Clemens, thanks for the support.  Always good to hear when someone else has 
done it first!

Joan, thanks for the info.  I’ll make sure we take the views before the data.

> On Jan 15, 2016, at 6:24 PM, Joan Touzet <[email protected]> wrote:
> 
> One thing to note is that your views and your DB may be in different
> states when you pull files off the HDD sequentially, if they're large.
> If your views are "newer" than the DB file you have, it could cause
> issue. I recommend copying the .views subdirectory FIRST, then copying
> the database file. This will ensure the views are always the same
> age as the DB or older, meaning only a minor amount of catch-up is 
> required to update the view to current if at all.
> 
> -Joan
> 
> ----- Original Message -----
>> From: "Clemens Stolle" <[email protected]>
>> To: [email protected]
>> Sent: Friday, January 15, 2016 3:52:49 AM
>> Subject: Re: how to force flush a db?
>> 
>> Hey Dan,
>> I have an app in production and we handle backups the way you're
>> describing.

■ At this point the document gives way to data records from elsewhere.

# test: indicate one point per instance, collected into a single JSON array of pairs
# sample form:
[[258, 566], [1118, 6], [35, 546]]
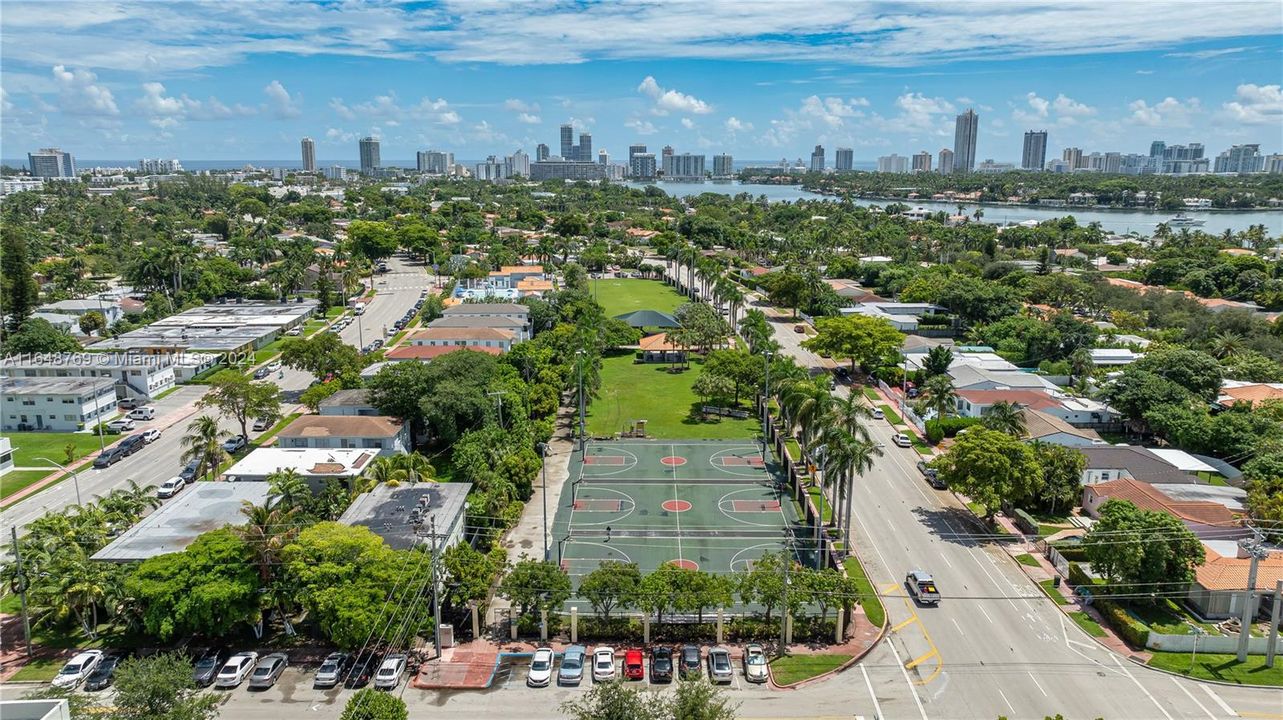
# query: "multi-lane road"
[[395, 291]]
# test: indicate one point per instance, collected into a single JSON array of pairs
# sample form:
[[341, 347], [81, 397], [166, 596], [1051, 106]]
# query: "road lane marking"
[[910, 683], [871, 693], [1125, 671], [1193, 698], [1218, 701], [1037, 684]]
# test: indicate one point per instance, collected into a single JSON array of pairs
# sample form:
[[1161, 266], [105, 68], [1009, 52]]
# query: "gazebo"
[[648, 318]]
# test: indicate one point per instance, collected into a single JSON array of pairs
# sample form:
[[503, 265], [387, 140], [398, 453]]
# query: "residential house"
[[371, 433], [348, 402]]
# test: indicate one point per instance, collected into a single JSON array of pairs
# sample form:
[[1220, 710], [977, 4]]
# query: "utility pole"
[[22, 589], [436, 592], [543, 454], [1256, 551]]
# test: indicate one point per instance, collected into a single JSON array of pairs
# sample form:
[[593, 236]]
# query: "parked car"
[[571, 670], [361, 673], [719, 665], [603, 664], [236, 669], [205, 669], [633, 666], [755, 664], [171, 487], [540, 669], [103, 675], [661, 665], [390, 671], [331, 670], [77, 669], [268, 670], [923, 587], [690, 665]]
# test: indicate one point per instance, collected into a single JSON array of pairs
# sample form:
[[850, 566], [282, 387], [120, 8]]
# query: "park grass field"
[[648, 392], [619, 297]]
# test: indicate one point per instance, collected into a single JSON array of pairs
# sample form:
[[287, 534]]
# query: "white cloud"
[[671, 100], [1255, 104], [640, 126], [280, 100], [1168, 112], [80, 94]]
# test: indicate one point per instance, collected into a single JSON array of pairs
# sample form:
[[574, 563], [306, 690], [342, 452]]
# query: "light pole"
[[75, 476], [543, 454]]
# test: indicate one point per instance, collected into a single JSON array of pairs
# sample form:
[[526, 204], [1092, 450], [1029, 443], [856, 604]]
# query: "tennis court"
[[713, 506]]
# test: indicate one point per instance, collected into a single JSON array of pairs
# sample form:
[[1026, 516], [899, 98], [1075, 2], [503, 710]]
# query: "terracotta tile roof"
[[1254, 394], [1147, 497], [1219, 573], [461, 334], [341, 426], [433, 352], [1027, 398]]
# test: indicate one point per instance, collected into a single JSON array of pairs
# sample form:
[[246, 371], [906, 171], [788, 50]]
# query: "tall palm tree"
[[204, 444], [1006, 417]]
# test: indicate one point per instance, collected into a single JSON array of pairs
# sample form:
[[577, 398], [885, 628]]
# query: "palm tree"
[[939, 395], [1006, 417], [204, 444]]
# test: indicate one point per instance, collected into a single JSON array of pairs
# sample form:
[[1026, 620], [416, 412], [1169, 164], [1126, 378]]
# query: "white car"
[[236, 669], [77, 669], [390, 671], [171, 487], [603, 664], [540, 669]]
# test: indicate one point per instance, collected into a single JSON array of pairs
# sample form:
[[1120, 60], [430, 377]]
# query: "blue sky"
[[761, 80]]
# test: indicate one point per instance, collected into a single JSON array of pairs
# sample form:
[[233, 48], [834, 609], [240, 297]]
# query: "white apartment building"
[[55, 404], [135, 375]]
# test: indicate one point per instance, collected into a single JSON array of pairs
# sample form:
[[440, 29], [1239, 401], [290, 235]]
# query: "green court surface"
[[713, 506]]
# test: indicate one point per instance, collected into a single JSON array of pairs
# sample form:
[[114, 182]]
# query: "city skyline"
[[1202, 76]]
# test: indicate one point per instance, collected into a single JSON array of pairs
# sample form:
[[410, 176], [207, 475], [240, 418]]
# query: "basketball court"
[[713, 506]]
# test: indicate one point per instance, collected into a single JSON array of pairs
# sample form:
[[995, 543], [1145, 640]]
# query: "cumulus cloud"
[[80, 94], [670, 100], [280, 102], [1255, 104]]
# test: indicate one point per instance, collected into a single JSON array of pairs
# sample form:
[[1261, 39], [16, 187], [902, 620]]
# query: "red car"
[[633, 669]]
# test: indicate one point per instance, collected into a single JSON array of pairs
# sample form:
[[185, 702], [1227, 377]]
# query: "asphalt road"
[[395, 293]]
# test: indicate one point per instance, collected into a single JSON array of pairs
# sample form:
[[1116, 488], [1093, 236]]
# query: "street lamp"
[[75, 476], [543, 456]]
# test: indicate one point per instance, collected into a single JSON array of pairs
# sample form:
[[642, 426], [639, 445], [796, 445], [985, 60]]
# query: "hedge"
[[941, 428]]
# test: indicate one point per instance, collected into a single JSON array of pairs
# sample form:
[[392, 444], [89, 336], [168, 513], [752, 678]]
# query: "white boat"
[[1184, 221]]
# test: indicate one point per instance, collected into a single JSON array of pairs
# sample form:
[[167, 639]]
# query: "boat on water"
[[1184, 221]]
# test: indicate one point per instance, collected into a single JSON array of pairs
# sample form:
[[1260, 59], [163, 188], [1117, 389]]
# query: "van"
[[923, 587]]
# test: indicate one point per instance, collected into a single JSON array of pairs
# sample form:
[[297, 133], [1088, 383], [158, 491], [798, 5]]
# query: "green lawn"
[[1052, 592], [16, 480], [633, 392], [1086, 623], [1224, 668], [620, 297], [869, 598], [30, 445], [797, 668]]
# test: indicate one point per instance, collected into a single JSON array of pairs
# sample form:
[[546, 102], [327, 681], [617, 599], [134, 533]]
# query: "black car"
[[690, 665], [207, 666], [101, 675], [362, 671], [661, 665]]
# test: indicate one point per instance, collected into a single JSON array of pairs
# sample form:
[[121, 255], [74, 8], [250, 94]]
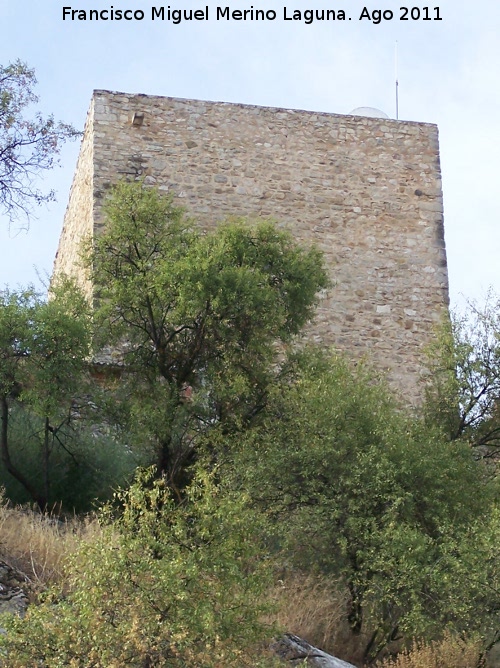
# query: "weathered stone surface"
[[366, 191], [299, 652]]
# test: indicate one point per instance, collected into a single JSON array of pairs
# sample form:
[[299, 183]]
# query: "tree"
[[463, 393], [43, 346], [164, 584], [29, 144], [200, 318], [360, 492]]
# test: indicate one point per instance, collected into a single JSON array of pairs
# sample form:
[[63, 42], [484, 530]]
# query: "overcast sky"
[[449, 74]]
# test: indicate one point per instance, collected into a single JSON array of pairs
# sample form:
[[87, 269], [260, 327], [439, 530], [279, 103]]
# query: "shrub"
[[165, 584]]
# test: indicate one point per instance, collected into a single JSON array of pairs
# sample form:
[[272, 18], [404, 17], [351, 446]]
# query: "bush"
[[361, 493], [166, 584], [84, 466]]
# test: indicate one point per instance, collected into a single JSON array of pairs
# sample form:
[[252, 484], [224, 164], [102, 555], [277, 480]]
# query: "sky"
[[448, 72]]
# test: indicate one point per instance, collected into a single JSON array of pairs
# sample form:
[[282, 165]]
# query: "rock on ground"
[[294, 649]]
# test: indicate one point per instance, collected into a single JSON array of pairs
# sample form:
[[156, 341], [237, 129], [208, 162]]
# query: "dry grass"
[[449, 652], [311, 608], [38, 544]]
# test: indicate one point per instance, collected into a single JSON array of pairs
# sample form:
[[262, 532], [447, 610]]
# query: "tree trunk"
[[4, 449]]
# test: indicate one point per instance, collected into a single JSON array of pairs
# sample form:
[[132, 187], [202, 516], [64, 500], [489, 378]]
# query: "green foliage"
[[360, 492], [86, 464], [464, 390], [199, 316], [29, 145], [164, 585], [43, 347]]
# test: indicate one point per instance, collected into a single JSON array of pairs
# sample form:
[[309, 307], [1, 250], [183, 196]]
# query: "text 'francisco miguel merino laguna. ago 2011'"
[[308, 16]]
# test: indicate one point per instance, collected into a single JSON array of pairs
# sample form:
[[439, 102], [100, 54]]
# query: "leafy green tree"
[[200, 318], [43, 347], [29, 143], [165, 584], [359, 492], [463, 393]]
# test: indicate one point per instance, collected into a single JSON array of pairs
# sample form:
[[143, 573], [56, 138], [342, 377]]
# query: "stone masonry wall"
[[79, 217], [366, 191]]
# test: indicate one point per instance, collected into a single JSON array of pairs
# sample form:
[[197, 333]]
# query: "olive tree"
[[29, 142]]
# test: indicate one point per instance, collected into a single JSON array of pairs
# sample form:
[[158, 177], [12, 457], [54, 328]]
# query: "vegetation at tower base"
[[360, 492], [204, 317], [272, 464], [29, 145], [464, 393], [49, 453], [164, 584]]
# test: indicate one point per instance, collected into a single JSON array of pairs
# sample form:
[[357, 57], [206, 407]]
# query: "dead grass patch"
[[38, 544], [449, 652]]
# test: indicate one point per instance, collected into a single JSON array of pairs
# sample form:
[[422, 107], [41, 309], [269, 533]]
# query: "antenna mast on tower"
[[397, 82]]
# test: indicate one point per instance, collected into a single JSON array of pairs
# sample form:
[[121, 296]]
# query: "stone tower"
[[366, 191]]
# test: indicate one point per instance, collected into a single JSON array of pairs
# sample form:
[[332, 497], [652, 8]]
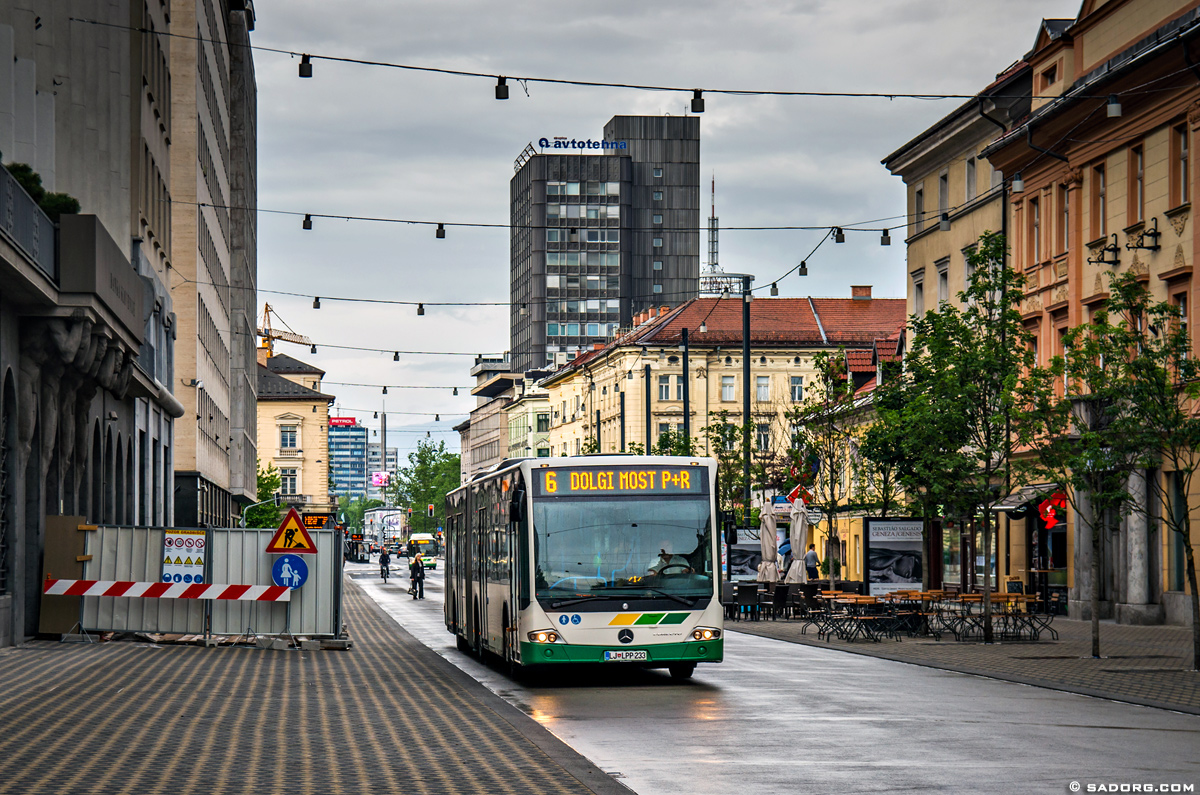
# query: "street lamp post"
[[745, 396], [687, 411]]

Every night we push a zip archive to s3. Works great.
>> 
>> ---
>> Clemens
>> 
>>> Am 14.01.2016 um 21:44 schrieb Dan Santner <[email protected]>:
>>> 
>>> Thanks for the response.
>>> 
>>> I should probably ask a different question.
>>> 
>>> I’ve been using git to take snapshots of my databases in certain
>>> states.  Basically i put all the data files under git and then
>>> when I have my data the way I want I can freeze it for later
>>> replay by committing it to a branch in a repo.
>>> 
>>> It works really well for me.  I’m thinking of the similar mechanism
>>> for backup.  Basically I’ll zip the data directory and store it in
>>> S3 periodically as a backup.  I was concerned though that the
>>> state of the files might not be restartable if I don’t shut down
>>> the couchdb process before snapshotting.
>>> 
>>> Anyone else doing something like this?
>>> 
>>>> On Jan 14, 2016, at 1:00 PM, Robert Samuel Newson
>>>> <[email protected]> wrote:
>>>> 
>>>> [couchdb]
>>>> delayed_commits=false
>>>> 
>>>> It’s false by default from 2.0 onward too.
>>>> 
>>>> When set to true, a timer calls fsync once per second. I’d argue
>>>> your forcing isn’t necessary in either case.
>>>> 
>>>> B.
>>>> 
>>>>> On 14 Jan 2016, at 17:46, Dan Santner <[email protected]> wrote:
>>>>> 
>>>>> Is there a way to force couch to flush everything to disk?  right
>>>>> now I’m stopping the database to make that happen but would be
>>>>> really nice to be able to do that while keeping it running.
>>>>> 
>>>>> 
>>>>> Maybe this isn’t even necessary?